En la piel de Fritz Bauer encontramos a un magnífico Burghart Klaußner, que da vida a este exiliado judío en su búsqueda de redención, no a través de la venganza, sino de una justicia que sirviera para educar a las futuras generaciones del pueblo alemán; todo ello en un trabajo actoral memorable, de excelencia y con una capacidad enorme de sintonía con el público. En su misión contará con la ayuda de Karl Angermann, interpretado por un medido pero sensacional Ronald Zehrfeld, que se aliará con Bauer de forma incondicional para encontrar a Adolf Eichmann, personaje éste al que da vida otro gran Michael Schenk. Quiero subrayar igualmente los buenos trabajos de Sebastian Blomberg, Pierre Shrady y Daniel Krauss. Y acompañan muy bien Dani Levy, Laura Tonke, Robert Atzorn, Matthias Weidenhöfer, Götz Schubert, Jörg Schüttauf, Cornelia Gröschel y Lilith Stangenberg.

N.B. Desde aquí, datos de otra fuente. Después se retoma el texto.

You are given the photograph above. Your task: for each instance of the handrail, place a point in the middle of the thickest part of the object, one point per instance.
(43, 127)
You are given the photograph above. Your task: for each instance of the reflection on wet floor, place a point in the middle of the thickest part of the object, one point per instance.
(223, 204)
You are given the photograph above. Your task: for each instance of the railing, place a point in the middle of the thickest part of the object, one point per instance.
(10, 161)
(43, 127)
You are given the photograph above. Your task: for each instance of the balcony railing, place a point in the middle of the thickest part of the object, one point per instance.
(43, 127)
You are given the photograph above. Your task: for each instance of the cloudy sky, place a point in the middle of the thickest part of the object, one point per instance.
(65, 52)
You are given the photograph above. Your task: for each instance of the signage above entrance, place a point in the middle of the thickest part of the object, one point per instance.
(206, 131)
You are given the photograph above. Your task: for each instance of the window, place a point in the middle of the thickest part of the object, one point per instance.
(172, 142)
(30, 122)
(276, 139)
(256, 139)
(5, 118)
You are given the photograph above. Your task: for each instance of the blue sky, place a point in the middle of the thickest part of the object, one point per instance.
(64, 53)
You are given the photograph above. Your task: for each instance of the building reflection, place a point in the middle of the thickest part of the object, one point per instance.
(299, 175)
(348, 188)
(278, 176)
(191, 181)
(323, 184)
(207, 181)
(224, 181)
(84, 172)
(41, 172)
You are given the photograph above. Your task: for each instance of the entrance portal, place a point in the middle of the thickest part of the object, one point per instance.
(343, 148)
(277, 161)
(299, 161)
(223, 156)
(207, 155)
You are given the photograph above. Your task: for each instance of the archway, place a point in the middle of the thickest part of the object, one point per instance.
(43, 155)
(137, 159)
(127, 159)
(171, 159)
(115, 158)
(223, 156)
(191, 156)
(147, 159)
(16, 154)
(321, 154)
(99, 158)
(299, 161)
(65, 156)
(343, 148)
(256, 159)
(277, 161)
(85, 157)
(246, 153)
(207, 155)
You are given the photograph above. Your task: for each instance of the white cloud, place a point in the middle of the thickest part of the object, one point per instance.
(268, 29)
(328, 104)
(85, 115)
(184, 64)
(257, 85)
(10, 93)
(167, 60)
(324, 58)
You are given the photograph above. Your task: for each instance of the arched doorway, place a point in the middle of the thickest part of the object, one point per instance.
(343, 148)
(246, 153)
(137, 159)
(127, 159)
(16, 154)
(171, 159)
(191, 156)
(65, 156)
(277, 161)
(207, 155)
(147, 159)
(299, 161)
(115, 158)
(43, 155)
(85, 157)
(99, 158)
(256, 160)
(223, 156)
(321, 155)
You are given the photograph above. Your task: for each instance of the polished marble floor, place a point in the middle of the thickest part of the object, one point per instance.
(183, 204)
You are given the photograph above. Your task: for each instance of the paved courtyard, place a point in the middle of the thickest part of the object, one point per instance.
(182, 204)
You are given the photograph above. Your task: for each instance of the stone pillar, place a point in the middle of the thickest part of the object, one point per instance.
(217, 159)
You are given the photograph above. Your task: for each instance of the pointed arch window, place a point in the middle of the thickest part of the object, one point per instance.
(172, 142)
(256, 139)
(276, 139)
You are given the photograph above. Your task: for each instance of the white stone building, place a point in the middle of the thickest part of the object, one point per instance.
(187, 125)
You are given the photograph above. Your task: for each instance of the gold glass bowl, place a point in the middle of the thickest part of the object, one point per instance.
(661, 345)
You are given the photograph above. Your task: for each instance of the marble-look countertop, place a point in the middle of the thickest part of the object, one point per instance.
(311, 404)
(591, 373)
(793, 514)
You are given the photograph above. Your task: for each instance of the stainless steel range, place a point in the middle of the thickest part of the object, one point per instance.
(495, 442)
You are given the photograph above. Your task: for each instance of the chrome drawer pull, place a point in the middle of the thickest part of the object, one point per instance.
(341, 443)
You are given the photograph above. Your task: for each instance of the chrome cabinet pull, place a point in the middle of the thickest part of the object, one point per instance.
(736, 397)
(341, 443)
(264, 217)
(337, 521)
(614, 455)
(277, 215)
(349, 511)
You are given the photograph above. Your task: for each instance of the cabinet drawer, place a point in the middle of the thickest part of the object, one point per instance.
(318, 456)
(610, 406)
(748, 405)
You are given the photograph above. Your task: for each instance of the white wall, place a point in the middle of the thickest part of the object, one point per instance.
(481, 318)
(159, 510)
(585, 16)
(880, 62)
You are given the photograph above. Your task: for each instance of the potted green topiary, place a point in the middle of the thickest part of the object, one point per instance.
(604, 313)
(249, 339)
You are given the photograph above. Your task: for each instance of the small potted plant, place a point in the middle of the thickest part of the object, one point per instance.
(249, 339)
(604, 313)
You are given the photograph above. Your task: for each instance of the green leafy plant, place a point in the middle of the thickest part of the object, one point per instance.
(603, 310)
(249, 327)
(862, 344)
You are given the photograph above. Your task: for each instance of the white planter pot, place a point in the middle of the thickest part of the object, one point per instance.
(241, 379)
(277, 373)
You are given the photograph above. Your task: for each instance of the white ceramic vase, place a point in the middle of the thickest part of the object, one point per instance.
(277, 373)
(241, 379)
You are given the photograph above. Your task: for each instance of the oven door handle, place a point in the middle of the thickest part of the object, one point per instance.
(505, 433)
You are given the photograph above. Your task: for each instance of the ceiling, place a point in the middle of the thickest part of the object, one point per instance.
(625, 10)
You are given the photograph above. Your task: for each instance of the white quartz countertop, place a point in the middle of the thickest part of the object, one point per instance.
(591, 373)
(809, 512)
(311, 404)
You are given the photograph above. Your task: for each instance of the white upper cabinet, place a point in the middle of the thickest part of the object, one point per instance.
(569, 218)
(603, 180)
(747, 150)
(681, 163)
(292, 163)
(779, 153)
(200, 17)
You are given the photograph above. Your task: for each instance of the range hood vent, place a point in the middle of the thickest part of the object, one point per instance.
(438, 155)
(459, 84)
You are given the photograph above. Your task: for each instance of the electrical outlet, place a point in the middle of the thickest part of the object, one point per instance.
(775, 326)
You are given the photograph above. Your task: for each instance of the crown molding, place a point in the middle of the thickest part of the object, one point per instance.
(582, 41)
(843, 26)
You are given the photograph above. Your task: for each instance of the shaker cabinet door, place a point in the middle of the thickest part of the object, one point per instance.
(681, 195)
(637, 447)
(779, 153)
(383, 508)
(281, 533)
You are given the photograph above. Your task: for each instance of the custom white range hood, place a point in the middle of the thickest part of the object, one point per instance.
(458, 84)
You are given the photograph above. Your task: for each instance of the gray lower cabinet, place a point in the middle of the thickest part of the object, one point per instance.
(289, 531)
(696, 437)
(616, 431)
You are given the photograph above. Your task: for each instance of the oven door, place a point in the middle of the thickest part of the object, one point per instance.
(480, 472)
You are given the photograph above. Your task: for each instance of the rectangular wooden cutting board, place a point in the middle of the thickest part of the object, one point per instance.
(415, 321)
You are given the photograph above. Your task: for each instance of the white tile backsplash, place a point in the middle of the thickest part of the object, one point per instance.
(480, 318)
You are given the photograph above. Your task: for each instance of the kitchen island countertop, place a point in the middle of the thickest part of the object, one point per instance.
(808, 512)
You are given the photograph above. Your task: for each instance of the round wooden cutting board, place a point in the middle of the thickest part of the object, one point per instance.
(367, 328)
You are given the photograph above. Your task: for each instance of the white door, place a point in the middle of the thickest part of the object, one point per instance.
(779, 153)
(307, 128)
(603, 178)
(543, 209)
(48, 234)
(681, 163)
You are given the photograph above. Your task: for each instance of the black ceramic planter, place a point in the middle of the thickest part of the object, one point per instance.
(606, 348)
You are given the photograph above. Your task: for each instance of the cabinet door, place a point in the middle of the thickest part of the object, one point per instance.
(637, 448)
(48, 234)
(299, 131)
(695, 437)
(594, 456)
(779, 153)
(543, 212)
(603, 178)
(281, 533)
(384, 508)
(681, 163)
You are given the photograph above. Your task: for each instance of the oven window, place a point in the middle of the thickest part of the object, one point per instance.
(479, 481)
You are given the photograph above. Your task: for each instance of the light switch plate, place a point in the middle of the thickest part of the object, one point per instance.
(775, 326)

Encuentro muy aleccionador este tipo de filmes que relatan la historia, dramatizando los obstáculos y barreras a los que el tenaz fiscal general Bauer ha de enfrentarse para perseguir a los criminales nazis aún incrustados en la sociedad alemana de postguerra, que infestaban el mismísimo gobierno, siendo que habían estado bajo las órdenes del innombrable Hitler. Yo, concretamente, sabía muy poco de esta época de Alemania de principios de los cincuenta, y no sabía nada del fiscal Bauer, un hombre inteligente, perseverante y cabal. Y me recuerda cuando en 1977 se convocaron las primeras elecciones tras la muerte de Franco en 1975: ¿es que no había franquistas hasta en el mismo PSOE? Claro, ya sé que Franco no fue Hitler, pero la historia es equivalente. Un régimen, una dictadura de envergadura, no se corta y desaparece, permanecen, al menos durante una generación (o dos), los hijos y primos de sus antecesores. Y eso se nota. Incluso en los resabios y mañas que tiñen las democracias de esos países sometidos a dictaduras tan duraderas. Me quiero referir a toda la órbita comunista (ex-URSS, países del telón del llamado Telón de Acero, Camboya, Vietnam, Cuba, etc.).

No quiero olvidar en estos comentarios, referirme a una excelente película del año 2012 titulada Annah Arendt, en la cual, como ya dije en su momento, la conocida filósofa judía Arendt hablaba en “el juicio contra Eichman del ´concepto banalidad del mal´ que, inspirado en Kant, ella tomó para sugerir que personas como Eichman hacían el mal empujados por las circunstancias que les tocaron vivir y estimulados por el cumplimiento de órdenes venidas de arriba, pero sin conciencia de mal” (Fernández Lópiz). En una carta a Mary McCarthy, Arendt comentó: «[...] la expresión “banalidad del mal” como tal está en contraposición al “mal radical” [Kant] que empleé en el libro sobre el totalitarismo.». Pero tras haber leído algo más sobre este siniestro personaje, y después de ver este film, me atrevo a calificar de crónica perniciosa la escrita por Arendt en su momento. Gracias justamente al valiente y perspicaz personaje de este film, Fritz Bauer, no sólo se pudo apresar al perverso Aichman, sino que el tal funesto sujeto pasó definitivamente a la historia por sus horribles crímenes, y no como un pobrecito y obediente funcionario, como Arendt pretendía presentarlo.

En resolución, es bueno conocer la Historia de esta Europa ahora un poco en crisis, e igualmente, no está de más conocer a quienes contra viento y marea quisieron forjar una Alemania que pudiera afrontar sus miedos y sus dificultades. En este película se llama Fritz Bauer, pero hay otros, no demasiados. Por eso hay que conocer y valorar su heroica trayectoria y la de muchos hombres honestos.

Esta película es de esas que al espectador puede que le tome por sorpresa, sobre todo por desconocimeinto, entonces, estoy seguro que le supondrá una obra muy sugestiva, como ha sido mi caso. Aconsejo que veáis este film, pues no me duelen prendas repetir en este caso y volver a decir lo que ya lo hice al inicio de estos comentarios: es una película admirable, de calidad e interesante.